Giancarlo Nasca - Thanks for the comment, I hope it will be worth it once its done. As for the body its being done by 'Mr Ed's Paint n Panel' in Mount Barker, South Australia. Eddie is a bit of a character, an old school style panel beater who does good work. Pity his time management and book keeping isnt nearly as good. It will end up costing about AUD$7,500 for all the work shown above. Its taken more than a year and its been a frustrating process but Eddie reckons the bill would be closer to $20,000 at most restoration shops so I can put up with the inconveniance :)

The WHOA brakes were sourced from Jim Susko who makes the mounting brackets in the states. Through sheer dumb luck I bought them when the dollar was good and they were about $575 an end I think. Probably a bit more than that now though. I'm saving up for the camber plates as well, but at the moment they work out at AUD$950 plus shipping and I'm not totally sure if I can justify that right now. I might hold off for a while and see what the Aussie dollar does


Daily Driver
18 months......

just finished today and took it for a run around the to get it roadworthied and reg'd now ... bad time of year, but least its finished....
Cheers, Lappy:D

Andrew Coles

Say no to rice
Well, finally the day came that I have been waiting for. I finally got the body shell back. Now the hard part starts - putting it all back.



So I conned my friend into helping me, and we hitched the trailer up to the battletruck for the 55km journey home. I can honestly say that was the most nervous trip of my life - I was so scared something would happen to her. But, we got her home safely.


So we pulled up outside our house, and with the offering of free pizza I conned some friends into helping us lift it off the trailer. It was supprisingly heavy and I swear we came very close to dropping it, but luckily we safely carried it the 20m into the shed.

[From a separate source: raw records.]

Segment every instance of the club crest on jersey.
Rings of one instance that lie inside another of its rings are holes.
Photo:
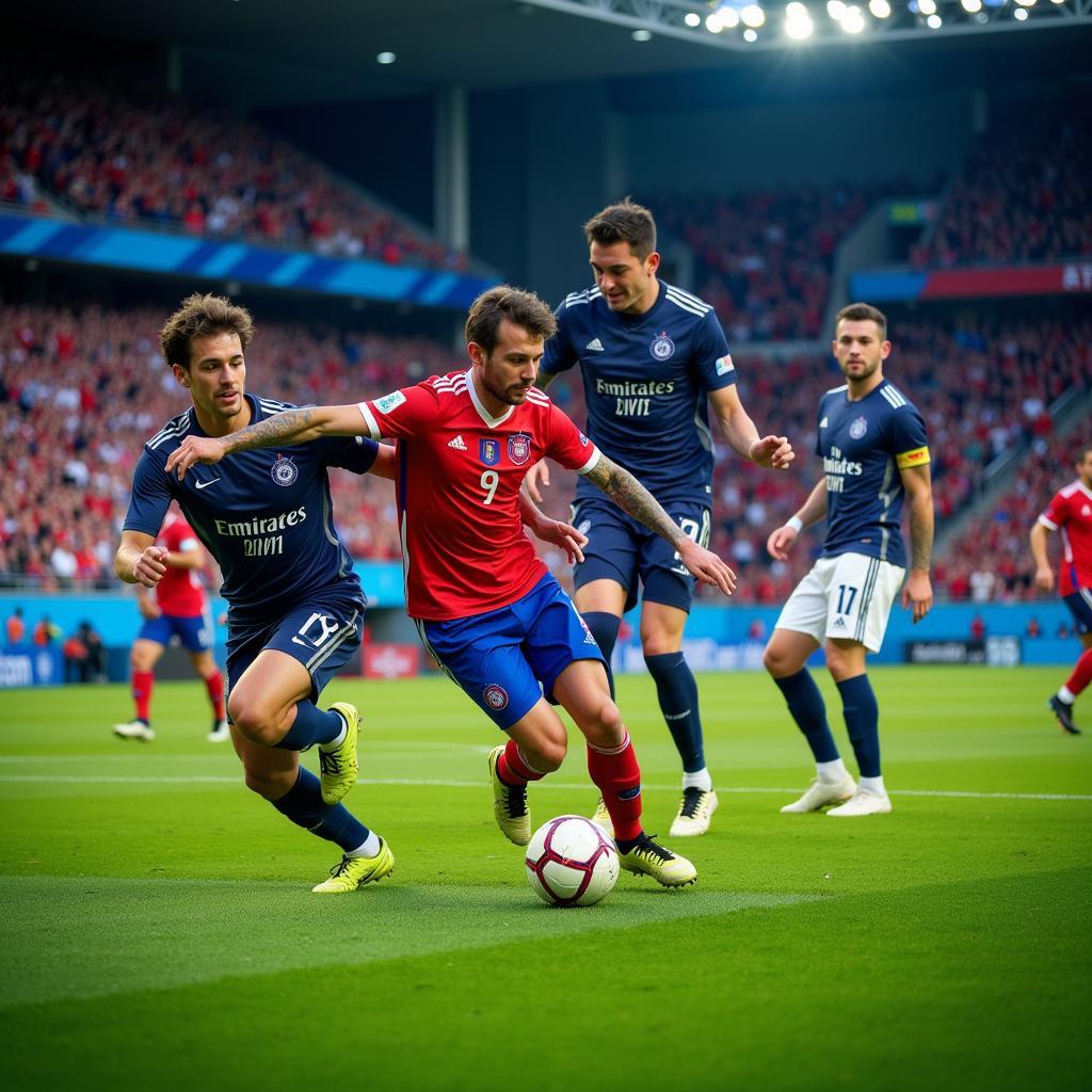
[[[649,346],[649,352],[657,360],[667,360],[670,358],[672,354],[675,352],[675,342],[667,336],[667,331],[656,334],[652,340],[652,344]]]
[[[490,709],[501,710],[508,704],[508,691],[496,682],[490,682],[482,691],[482,697]]]
[[[517,466],[522,466],[531,458],[531,437],[524,436],[523,432],[510,436],[508,438],[508,458]]]
[[[276,462],[270,467],[270,477],[277,485],[289,486],[299,477],[299,468],[290,459],[278,453]]]

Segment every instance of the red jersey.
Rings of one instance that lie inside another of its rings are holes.
[[[167,513],[155,545],[169,549],[171,554],[204,548],[185,517],[175,512]],[[155,598],[164,614],[176,618],[200,617],[204,614],[205,597],[199,570],[173,569],[168,565],[163,580],[155,585]]]
[[[361,402],[373,439],[397,441],[399,530],[413,618],[448,621],[514,603],[546,566],[523,531],[519,492],[544,455],[586,474],[600,452],[539,390],[494,417],[471,371]]]
[[[1080,478],[1070,482],[1054,495],[1038,522],[1061,538],[1058,594],[1092,587],[1092,489]]]

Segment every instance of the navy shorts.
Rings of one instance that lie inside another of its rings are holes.
[[[708,506],[666,501],[663,507],[690,538],[709,546]],[[650,603],[664,603],[689,614],[698,581],[669,542],[606,499],[578,500],[571,522],[587,535],[584,560],[572,573],[578,590],[593,580],[613,580],[626,590],[627,610],[637,605],[640,594]]]
[[[574,660],[606,661],[572,600],[549,574],[507,607],[453,621],[417,621],[447,675],[506,731]]]
[[[136,634],[138,641],[155,641],[166,648],[171,638],[177,637],[187,652],[207,652],[213,644],[212,614],[205,608],[204,614],[183,618],[181,615],[159,615],[158,618],[145,618]]]
[[[228,614],[227,692],[266,649],[286,652],[311,676],[311,701],[360,646],[365,601],[359,584],[328,587],[275,621],[237,626]]]
[[[1092,587],[1078,587],[1072,595],[1064,598],[1073,616],[1073,629],[1078,633],[1092,633]]]

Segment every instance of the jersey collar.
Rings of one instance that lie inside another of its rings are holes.
[[[498,425],[503,425],[509,417],[515,413],[515,406],[509,406],[499,417],[494,417],[491,413],[484,405],[482,405],[482,400],[477,396],[477,389],[474,385],[474,369],[471,368],[466,372],[466,390],[470,392],[471,402],[474,403],[474,408],[477,410],[478,416],[488,425],[489,428],[496,428]]]

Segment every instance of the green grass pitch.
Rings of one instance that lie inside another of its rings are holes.
[[[364,711],[346,803],[396,857],[340,898],[310,893],[337,851],[204,741],[195,680],[157,688],[150,745],[110,734],[122,687],[5,692],[0,1083],[1087,1087],[1092,732],[1053,724],[1063,675],[873,672],[894,812],[845,821],[779,814],[809,761],[769,680],[704,676],[721,810],[676,843],[699,882],[624,873],[584,910],[527,887],[492,822],[498,734],[446,679],[327,691]],[[619,704],[664,835],[677,759],[650,680]],[[574,740],[532,819],[594,800]]]

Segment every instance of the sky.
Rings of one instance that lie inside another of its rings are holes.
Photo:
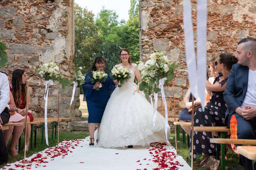
[[[82,8],[87,7],[88,10],[92,11],[95,17],[104,6],[105,9],[115,11],[119,21],[122,19],[127,21],[129,18],[130,0],[75,0],[75,2]]]

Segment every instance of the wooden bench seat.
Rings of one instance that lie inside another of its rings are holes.
[[[239,154],[248,159],[256,160],[256,146],[238,146],[237,150]]]

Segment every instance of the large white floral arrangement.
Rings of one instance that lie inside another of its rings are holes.
[[[160,89],[157,86],[159,80],[166,78],[167,80],[165,83],[166,86],[169,86],[168,82],[174,75],[174,70],[179,66],[175,62],[171,63],[163,53],[156,51],[150,55],[150,59],[145,64],[142,62],[138,65],[138,69],[141,71],[142,76],[140,90],[146,92],[151,86],[154,87],[153,90],[156,93],[160,91]],[[146,97],[148,98],[148,96]]]
[[[118,82],[120,82],[120,83],[118,83],[118,87],[121,87],[122,84],[127,82],[131,78],[131,73],[129,70],[122,66],[114,66],[111,70],[111,77],[113,79],[117,80]]]
[[[82,69],[82,67],[80,67],[79,69],[79,70],[76,72],[73,78],[73,81],[75,82],[80,85],[82,85],[85,83],[85,77],[81,72],[81,70]]]

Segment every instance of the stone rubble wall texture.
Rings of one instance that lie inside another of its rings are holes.
[[[74,74],[74,0],[2,0],[0,2],[0,37],[6,45],[8,62],[0,70],[10,77],[13,70],[25,71],[29,78],[38,75],[35,66],[51,60],[61,72],[69,78]],[[44,116],[44,87],[37,79],[30,83],[30,109],[34,117]],[[71,120],[81,116],[79,88],[70,106],[73,87],[61,87],[60,116]],[[58,83],[49,89],[49,117],[57,117]],[[60,123],[65,129],[67,122]]]
[[[254,0],[207,1],[207,61],[222,53],[235,54],[239,40],[249,37],[256,38]],[[195,0],[191,2],[196,50],[197,2]],[[183,12],[182,0],[140,0],[141,60],[146,61],[154,50],[161,50],[181,66],[175,71],[186,69]],[[178,73],[174,81],[177,114],[185,107],[182,100],[189,87],[187,75],[186,73]],[[174,116],[171,86],[165,87],[164,89],[169,117]],[[159,97],[158,109],[160,113],[161,100]]]

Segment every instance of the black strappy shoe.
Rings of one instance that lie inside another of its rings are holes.
[[[91,140],[93,139],[93,140],[94,140],[94,138],[90,138],[90,142],[91,142],[91,143],[89,144],[89,146],[93,146],[94,145],[94,143],[93,143],[92,140]]]

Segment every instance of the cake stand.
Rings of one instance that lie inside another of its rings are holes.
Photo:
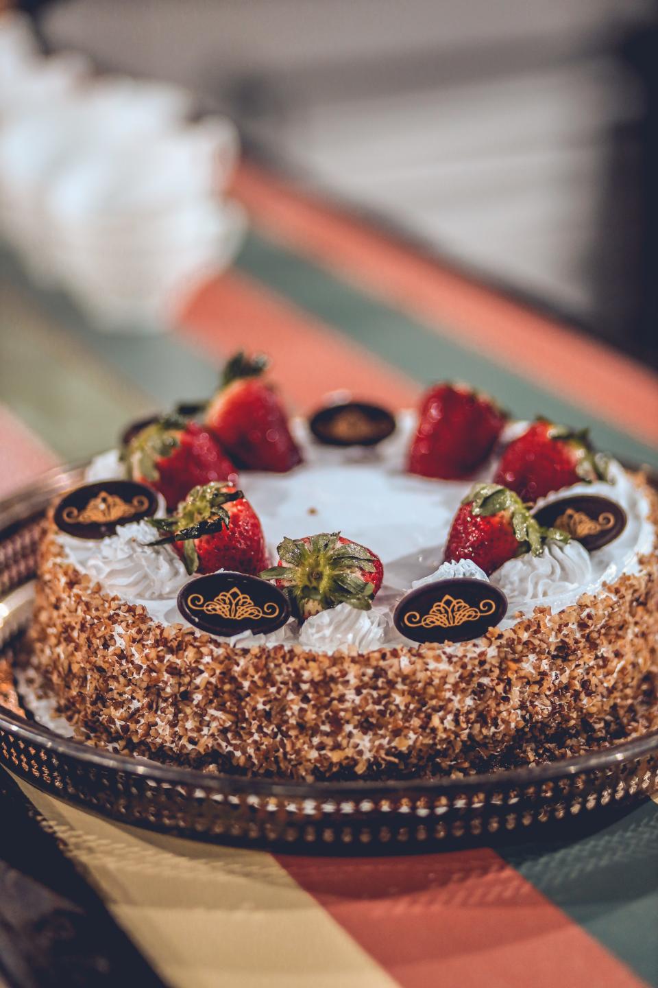
[[[0,503],[0,659],[30,620],[41,521],[83,466]],[[565,837],[658,788],[658,732],[578,758],[468,778],[297,782],[112,754],[0,706],[0,764],[51,795],[152,830],[275,851],[400,854]]]

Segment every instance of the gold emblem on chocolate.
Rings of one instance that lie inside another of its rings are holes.
[[[598,519],[590,518],[584,511],[576,511],[575,508],[567,508],[563,515],[555,519],[555,528],[566,532],[574,538],[582,538],[584,535],[598,535],[600,532],[606,532],[615,525],[615,516],[610,512],[602,512]]]
[[[459,598],[455,600],[450,594],[436,601],[426,615],[420,617],[417,611],[408,611],[402,618],[407,627],[458,627],[468,620],[479,620],[492,615],[496,609],[494,601],[482,601],[478,607],[472,607]]]
[[[290,618],[288,598],[278,587],[247,573],[207,573],[179,591],[179,611],[190,624],[232,637],[243,631],[268,634]]]
[[[376,446],[395,431],[396,420],[380,405],[348,401],[321,408],[309,425],[316,439],[328,446]]]
[[[615,492],[611,488],[611,494]],[[545,504],[533,513],[540,525],[560,529],[595,552],[623,532],[626,515],[617,501],[600,494],[571,494]]]
[[[507,598],[488,580],[455,577],[425,583],[398,604],[393,619],[406,638],[418,642],[479,638],[505,617]]]
[[[143,514],[149,504],[149,498],[143,494],[136,494],[128,504],[117,494],[101,491],[82,510],[73,505],[64,508],[62,518],[69,525],[109,525]]]
[[[190,594],[187,607],[192,611],[202,611],[206,615],[218,615],[228,620],[245,620],[261,618],[277,618],[281,609],[273,601],[267,601],[261,608],[255,604],[249,594],[243,594],[237,587],[217,594],[211,600],[206,600],[202,594]]]
[[[120,525],[158,511],[158,495],[134,480],[97,480],[75,487],[54,510],[58,529],[75,538],[107,538]]]

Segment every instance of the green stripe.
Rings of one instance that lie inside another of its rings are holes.
[[[202,354],[181,342],[172,333],[108,333],[90,320],[62,292],[37,289],[9,255],[0,255],[4,280],[11,280],[34,306],[91,351],[122,379],[148,396],[149,410],[170,408],[183,399],[205,399],[217,386],[217,368]],[[130,413],[123,415],[123,420]]]
[[[579,840],[496,851],[658,988],[658,806],[651,800]]]
[[[577,405],[539,388],[486,355],[458,346],[428,323],[261,235],[248,237],[237,266],[422,383],[442,378],[468,380],[495,395],[520,418],[541,413],[569,425],[589,424],[600,448],[658,467],[658,451],[602,420],[593,420]],[[556,375],[558,365],[556,360]]]

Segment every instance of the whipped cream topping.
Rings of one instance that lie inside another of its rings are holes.
[[[564,544],[549,539],[541,556],[530,552],[509,559],[491,574],[491,583],[499,587],[508,603],[508,615],[517,611],[528,614],[538,604],[555,605],[592,578],[592,563],[587,549],[571,540]]]
[[[390,630],[381,612],[358,611],[349,604],[339,604],[307,618],[298,641],[316,652],[333,652],[348,645],[356,646],[359,652],[369,652],[382,645]]]
[[[88,484],[97,480],[124,480],[125,465],[118,450],[109,450],[94,456],[85,470],[85,481]]]
[[[149,545],[158,538],[148,522],[119,526],[116,535],[97,542],[87,571],[110,594],[146,601],[175,597],[189,579],[170,545]]]
[[[434,583],[435,580],[488,580],[488,576],[483,569],[473,559],[458,559],[456,561],[442,562],[437,570],[429,576],[423,576],[420,580],[414,580],[411,589],[422,587],[425,583]]]
[[[384,564],[384,584],[372,611],[340,605],[301,626],[290,620],[269,635],[245,633],[224,640],[246,648],[298,642],[318,651],[331,652],[348,645],[368,651],[406,641],[393,624],[393,611],[408,590],[439,579],[486,579],[470,560],[443,562],[443,547],[461,500],[475,481],[491,478],[493,463],[484,464],[468,481],[436,481],[407,474],[404,462],[415,414],[403,412],[398,421],[396,433],[380,446],[340,450],[316,444],[306,424],[296,420],[293,426],[304,463],[284,474],[245,471],[240,479],[260,518],[272,559],[276,559],[276,545],[284,535],[295,538],[317,532],[341,531],[376,552]],[[507,427],[510,436],[516,434],[517,425]],[[123,475],[118,455],[112,452],[95,457],[87,479],[118,479]],[[651,551],[654,541],[649,506],[614,460],[609,477],[610,483],[596,481],[563,488],[543,498],[538,507],[567,494],[601,494],[626,512],[624,531],[592,553],[575,541],[567,545],[549,541],[541,556],[524,555],[506,562],[489,578],[509,601],[501,627],[513,624],[517,612],[529,615],[539,605],[555,612],[574,604],[581,594],[600,591],[604,583],[621,573],[637,572],[639,557]],[[139,545],[141,535],[133,538],[128,531],[137,528],[123,526],[117,535],[101,542],[62,533],[58,538],[70,561],[109,592],[119,594],[128,603],[142,604],[163,623],[185,623],[176,604],[178,590],[188,579],[184,567],[171,548]],[[110,542],[112,544],[107,547]],[[128,558],[133,551],[134,566]]]

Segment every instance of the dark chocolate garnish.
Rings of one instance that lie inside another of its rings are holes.
[[[559,529],[588,552],[608,545],[626,527],[626,513],[616,501],[598,494],[573,494],[547,504],[534,517],[540,525]]]
[[[178,605],[194,627],[226,636],[241,631],[268,634],[290,617],[285,594],[266,580],[245,573],[198,576],[181,588]]]
[[[105,538],[119,525],[150,518],[158,496],[134,480],[100,480],[69,491],[54,511],[58,529],[76,538]]]
[[[412,641],[479,638],[507,613],[502,590],[486,580],[436,580],[411,590],[396,608],[396,627]]]
[[[309,426],[326,446],[376,446],[395,432],[396,419],[380,405],[348,401],[321,408]]]

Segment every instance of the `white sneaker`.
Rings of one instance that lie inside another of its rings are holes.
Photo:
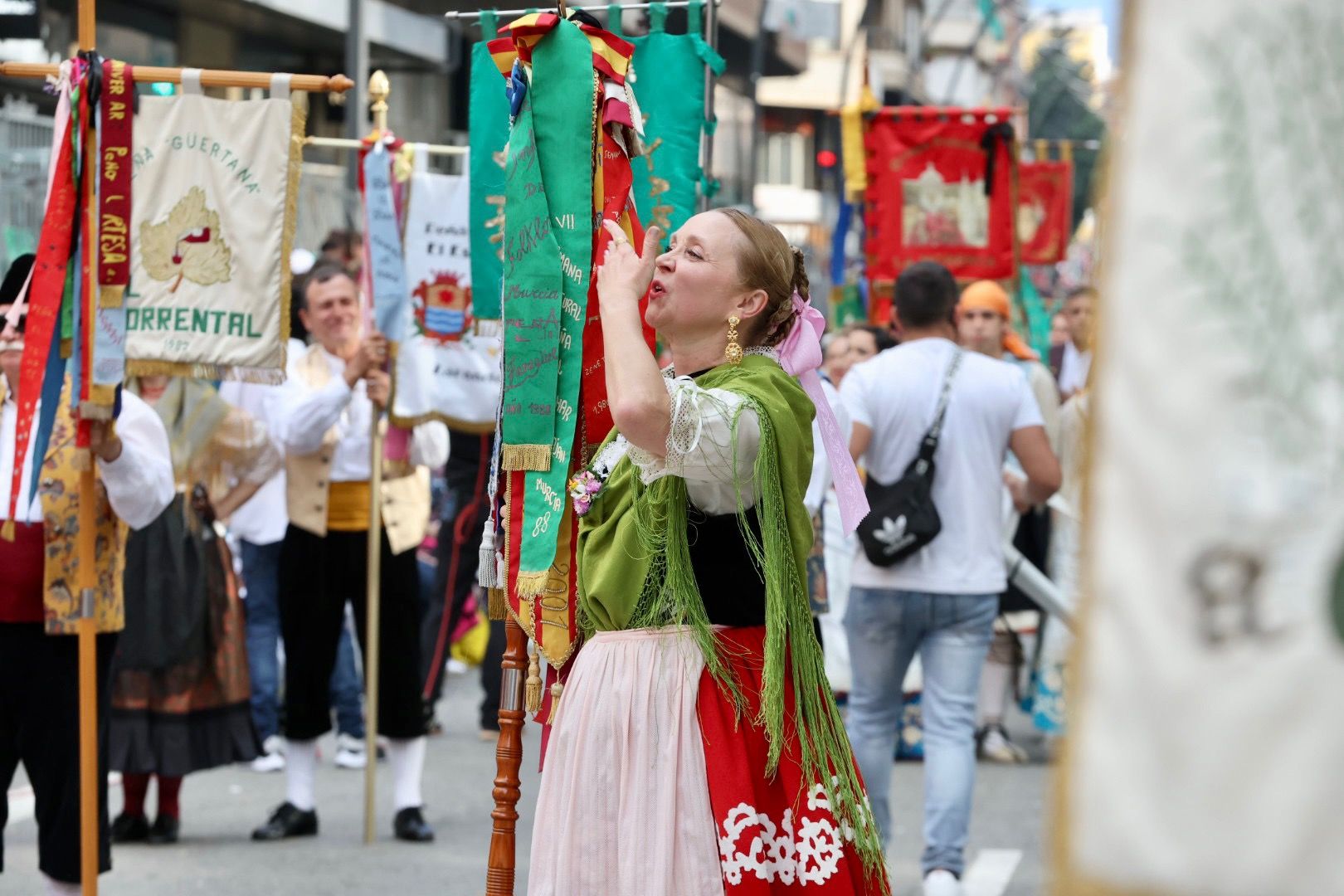
[[[980,740],[980,758],[1008,766],[1030,762],[1027,751],[1008,739],[1003,725],[989,725]]]
[[[336,735],[335,762],[337,768],[363,768],[368,763],[364,742],[351,735]]]
[[[961,881],[942,868],[925,876],[925,896],[961,896]]]

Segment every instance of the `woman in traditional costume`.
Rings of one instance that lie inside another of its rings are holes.
[[[642,258],[605,226],[616,431],[571,482],[586,642],[528,892],[887,892],[808,603],[813,402],[794,375],[820,364],[824,321],[801,253],[737,210],[689,219],[661,255],[650,228]]]
[[[261,752],[243,607],[215,520],[245,504],[282,458],[265,426],[207,383],[144,376],[132,388],[168,430],[177,497],[126,544],[126,629],[113,661],[108,748],[125,799],[112,838],[171,844],[183,776]],[[151,775],[159,779],[152,826]]]

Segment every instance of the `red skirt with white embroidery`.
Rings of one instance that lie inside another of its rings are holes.
[[[746,697],[739,719],[708,669],[702,673],[698,709],[723,892],[882,893],[882,881],[864,872],[844,826],[831,814],[821,782],[804,779],[797,729],[788,724],[780,768],[766,778],[769,743],[765,729],[750,721],[761,712],[765,626],[720,629],[716,637],[719,656]],[[785,676],[786,719],[793,717],[793,700],[792,677]]]

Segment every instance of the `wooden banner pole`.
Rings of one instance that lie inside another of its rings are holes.
[[[94,0],[79,0],[79,50],[87,52],[97,43],[97,11]],[[90,111],[91,111],[90,106]],[[91,122],[93,114],[81,122],[85,141],[83,171],[83,243],[87,251],[98,246],[98,203],[94,185],[98,183],[98,141]],[[85,258],[79,258],[79,265]],[[97,277],[93,266],[83,269],[83,296],[75,301],[85,304],[85,320],[94,312],[98,302]],[[89,330],[89,328],[85,328]],[[91,341],[93,337],[89,337]],[[77,351],[85,351],[77,347]],[[83,361],[89,363],[86,355]],[[85,368],[89,369],[89,368]],[[78,386],[77,386],[78,388]],[[78,394],[70,396],[78,403]],[[98,489],[94,480],[95,458],[89,458],[87,469],[79,473],[79,510],[77,548],[79,563],[75,571],[75,584],[79,588],[81,613],[75,623],[79,649],[79,880],[83,896],[98,893],[98,567],[97,555],[98,516],[95,504]]]
[[[368,98],[374,101],[374,132],[370,140],[382,140],[387,133],[387,95],[391,87],[387,75],[375,71],[368,79]],[[358,164],[358,163],[356,163]],[[364,240],[366,253],[370,240]],[[367,255],[366,255],[367,263]],[[368,297],[372,301],[372,296]],[[370,314],[372,320],[372,314]],[[388,396],[390,398],[390,396]],[[382,656],[382,560],[383,560],[383,411],[374,406],[368,434],[368,582],[364,592],[364,844],[374,842],[375,793],[378,786],[378,664]]]
[[[527,633],[509,615],[504,622],[503,681],[500,682],[500,737],[495,747],[495,821],[485,872],[485,896],[513,896],[517,862],[517,801],[523,767],[523,682],[527,677]]]

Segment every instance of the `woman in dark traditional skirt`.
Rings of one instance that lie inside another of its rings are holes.
[[[109,767],[122,772],[125,799],[112,838],[171,844],[183,776],[261,751],[243,607],[216,519],[247,501],[282,458],[259,422],[203,382],[145,376],[133,388],[168,429],[177,498],[126,544],[126,630],[109,732]],[[207,485],[228,481],[231,488]],[[211,494],[222,497],[211,504]],[[151,775],[159,778],[153,826],[145,815]]]

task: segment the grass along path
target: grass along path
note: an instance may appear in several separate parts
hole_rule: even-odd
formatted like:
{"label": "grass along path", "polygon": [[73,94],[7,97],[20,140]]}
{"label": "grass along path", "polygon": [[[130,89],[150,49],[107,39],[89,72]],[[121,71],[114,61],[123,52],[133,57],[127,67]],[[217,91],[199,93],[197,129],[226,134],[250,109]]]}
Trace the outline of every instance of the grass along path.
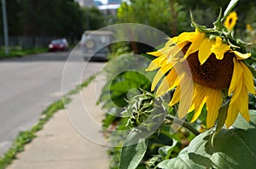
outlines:
{"label": "grass along path", "polygon": [[11,147],[6,151],[6,153],[0,158],[0,169],[6,168],[14,159],[16,158],[16,155],[19,152],[24,150],[24,147],[26,144],[32,142],[36,138],[36,132],[42,130],[44,125],[59,110],[64,109],[65,104],[71,102],[69,96],[78,93],[83,87],[87,87],[96,77],[96,75],[90,76],[82,84],[79,85],[73,90],[70,91],[67,94],[62,97],[62,99],[54,102],[48,108],[42,112],[42,115],[38,122],[34,125],[31,129],[27,131],[20,132],[18,136],[14,140]]}

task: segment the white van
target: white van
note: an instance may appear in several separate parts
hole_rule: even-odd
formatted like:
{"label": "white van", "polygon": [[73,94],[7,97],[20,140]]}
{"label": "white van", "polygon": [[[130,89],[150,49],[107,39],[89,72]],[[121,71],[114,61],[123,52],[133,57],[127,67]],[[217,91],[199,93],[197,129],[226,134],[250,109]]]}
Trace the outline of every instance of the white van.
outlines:
{"label": "white van", "polygon": [[80,42],[80,48],[84,59],[108,60],[113,40],[113,33],[112,31],[85,31]]}

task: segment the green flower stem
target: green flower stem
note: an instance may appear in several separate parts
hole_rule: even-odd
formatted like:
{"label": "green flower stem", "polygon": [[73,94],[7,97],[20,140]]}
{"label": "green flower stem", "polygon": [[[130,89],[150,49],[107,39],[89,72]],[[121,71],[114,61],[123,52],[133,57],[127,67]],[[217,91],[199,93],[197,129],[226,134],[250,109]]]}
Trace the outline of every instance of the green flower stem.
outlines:
{"label": "green flower stem", "polygon": [[198,132],[198,130],[196,130],[192,125],[190,125],[189,122],[187,122],[187,121],[185,121],[182,119],[174,117],[174,116],[170,115],[166,115],[166,119],[167,119],[167,120],[169,120],[172,122],[175,121],[176,124],[178,124],[178,125],[183,127],[184,128],[188,129],[192,133],[194,133],[195,136],[201,134],[201,132]]}

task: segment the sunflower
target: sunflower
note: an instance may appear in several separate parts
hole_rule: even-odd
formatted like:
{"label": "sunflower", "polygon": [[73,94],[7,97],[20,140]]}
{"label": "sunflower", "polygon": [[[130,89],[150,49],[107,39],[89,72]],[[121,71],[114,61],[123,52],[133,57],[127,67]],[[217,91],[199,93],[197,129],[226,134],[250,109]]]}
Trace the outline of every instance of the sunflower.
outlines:
{"label": "sunflower", "polygon": [[233,27],[236,25],[236,20],[237,20],[237,14],[236,12],[231,12],[228,17],[226,18],[225,21],[224,21],[224,26],[226,26],[226,28],[228,28],[228,30],[232,30]]}
{"label": "sunflower", "polygon": [[252,27],[252,25],[250,24],[247,24],[247,31],[253,31],[253,28]]}
{"label": "sunflower", "polygon": [[212,127],[226,99],[223,91],[227,91],[226,127],[234,123],[238,113],[250,120],[247,93],[255,94],[255,89],[253,74],[242,60],[251,54],[236,51],[221,37],[210,38],[198,30],[169,38],[163,48],[148,54],[156,59],[146,70],[159,69],[151,90],[157,87],[156,96],[160,97],[176,88],[169,105],[180,102],[180,118],[194,110],[191,122],[195,121],[206,104],[207,126]]}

One of my mates who helped us carry the car has just bought this Volkswagen Golf R32, and the condition of him helping us was that I post a pic of it on the net. So there ya go Ben! lol

Now the hard work begins....
very nice photos

can you make some under the car, and closer looks ?
U'll want to have thoose photos later , trust me :)
please make some more photos and post them , we are in digital area , cost nothing to post more :))

thanks !


True Classic
nice looking X love the .:R too. my buddy has one and let me beat the shiz outta it before he moved:headbang:


True Classic
You are wrong

Hi Andrew,

You are wrong: now the FUN part begins! :)

Take your time and finish it off to the same standard as the bodywork and paint.
Nothing worse than beautiful new paint combined with broken, faded plastic parts held on by rusty bolts.

I enjoyed this part most when I put my car back to gether. Refinishing every single part before it goes back on the car, replacing or repainting trim etc.

Have fun, Ulix


Bernice Loui
Very Nice Indeed, Most Agreeable!

I really like this shade of green. Now the FUN begins putting the entire car back together. Suggestion, use all new hardware where possible of stock or better quality. This will make a very significant difference during the assembly process and later when the car needs service for what ever reason. Make sure all painted holes thru or threaded are cleaned out well before assembly and use anti-seize or Loctite where appropriate.

Dan Sarandrea (Phila)

Waitin' On Parts...
Watch Out Lappy!

Your apparently rock-solid :king: status as "My Hero" could be facing some VERY formidable competition!

Andrew seems to be doing a GREAT job!:clap:


True Classic
I so wish I lived near you. You would have to put a bed in the shed for me. I'd never leave until the car was put back together.



Daily Driver
No worries.....

happy to have another "X" in pristine condition down here.....You have started the right way Andrew - keep it up, replace the old crappy bits and definately use new or re plated hardware. Its the little things that let the job down, perished rubbers, faded and cracked lenses...etc.
Anything you need - just ask,happy to help anywhere I can.